L’exemple de Moïse sert de leçon. En sortant de l’Egypte, il arriva devant la Mer Rouge, conduisant 3 millions de personnes, parmi lesquelles des personnes âgées, des femmes enceintes, des enfants, des bébés, des animaux, ainsi que leurs effets personnels. À l’arrière, sous les ordres de Pharaon lui-même, vint l’armée égyptienne en colère, armée jusqu’aux dents. Moïse n’avait pas d’arme, ni aucune armée pour se défendre. La difficulté de locomotion ne lui permettait pas de s’échapper. Techniquement, il n’y avait aucune issue.
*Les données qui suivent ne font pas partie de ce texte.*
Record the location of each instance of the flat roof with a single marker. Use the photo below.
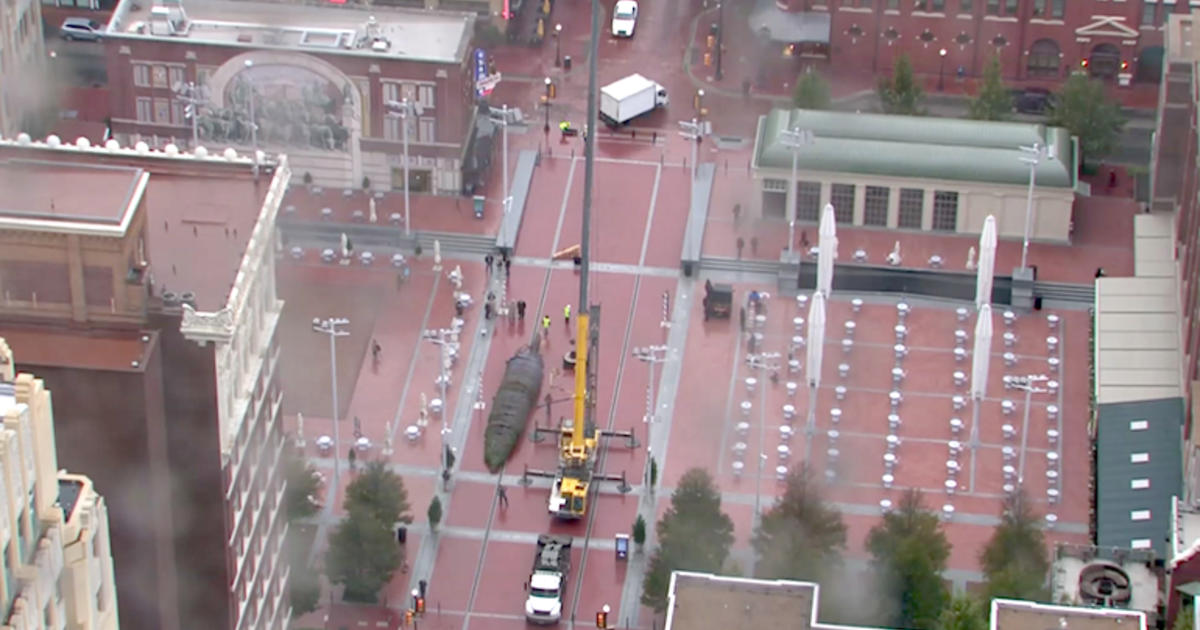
(418, 35)
(82, 349)
(1138, 471)
(1138, 322)
(916, 147)
(69, 196)
(1015, 615)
Nous sommes souvent confrontés à une situation similaire. Que faut-il faire? La gravité de ces moments était si intense que Moïse n’a même pas prié. Mais il a crié.

«L’Éternel dit à Moïse: Pourquoi ces cris? Parle aux enfants d’Israël, et qu’ils marchent. Toi, lève ta verge, étends ta main sur la mer, et fends-la; et les enfants d’Israël entreront au milieu de la mer à sec.» (Exode 14:15-16)

Dieu a muni Son peuple de la verge de la foi. Un tel outil exige une attitude.
La foi est action! S’il y a une certitude absolue, il y a la foi.

Et, s’il y a foi, pourquoi prier ou même crier lorsqu’on sait ce qui doit être fait?